If you use any source codes or datasets included in this toolkit in your work, please cite the following paper. The bibtex are listed below:
@article{zhao2019rethinking,
title={Rethinking Action Spaces for Reinforcement Learning in End-to-end Dialog Agents with Latent Variable Models},
author={Zhao, Tiancheng and Xie, Kaige and Eskenazi, Maxine},
journal={arXiv preprint arXiv:1902.08858},
year={2019}
}
Requirements
python 3
pytorch == 0.4.0
numpy
Data
The data are in folder data. For DealOrNoDeal dataset, the files are in data/negotiate. For MultiWoz dataset, the processed version is a zip file (norm-multi-woz.zip). Please unzip it before run any experiments for MultiWoz.
Over structure:
The source code is under latent_dialog. The experiment script is under folders:
- experiments_deal: scripts for studies on DealOrNoDeal
- experiments_woz: scripts for studies on MultiWoz
For both datasets, the scripts follow the same structure: (1) first using supervised learning to create pre-train models. (2) use policy gradient reinforcement learning to fine tune the pretrain model via reinforcement learning.

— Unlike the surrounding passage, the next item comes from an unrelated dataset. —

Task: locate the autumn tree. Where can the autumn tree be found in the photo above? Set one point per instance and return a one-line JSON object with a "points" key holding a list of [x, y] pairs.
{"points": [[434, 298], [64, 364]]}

Besides that, the other folders contains:
- FB: the original facebook implementation from Lewis et al 2017. We the pre-trained judge model
to score our DealOrNoDeal conversations.
- latent_dialog: source code
Step 1: Supervised Learning
- sl_word: train a standard encoder decoder model using supervised learning (SL)
- sl_cat: train a latent action model with categorical latetn varaibles using SL.
- sl_gauss: train a latent action model with gaussian latent varaibles using SL.
Step 2: Reinforcement Learning
Set the system model folder path in the script:
folder = '2019-04-15-12-43-05-sl_cat'
epoch_id = '8'
And then set the user model folder path in the script
sim_epoch_id = '5'
simulator_folder = '2019-04-15-12-43-38-sl_word' # set to the log folder of the user model
Each script is used for:
- reinforce_word: fine tune a pretrained model with word-level policy gradient (PG)
- reinforce_cat: fine tune a pretrained categorical latent action model with latent-level PG.
- reinforce_gauss: fine tune a pretrained gaussian latent action model with latent-level PG.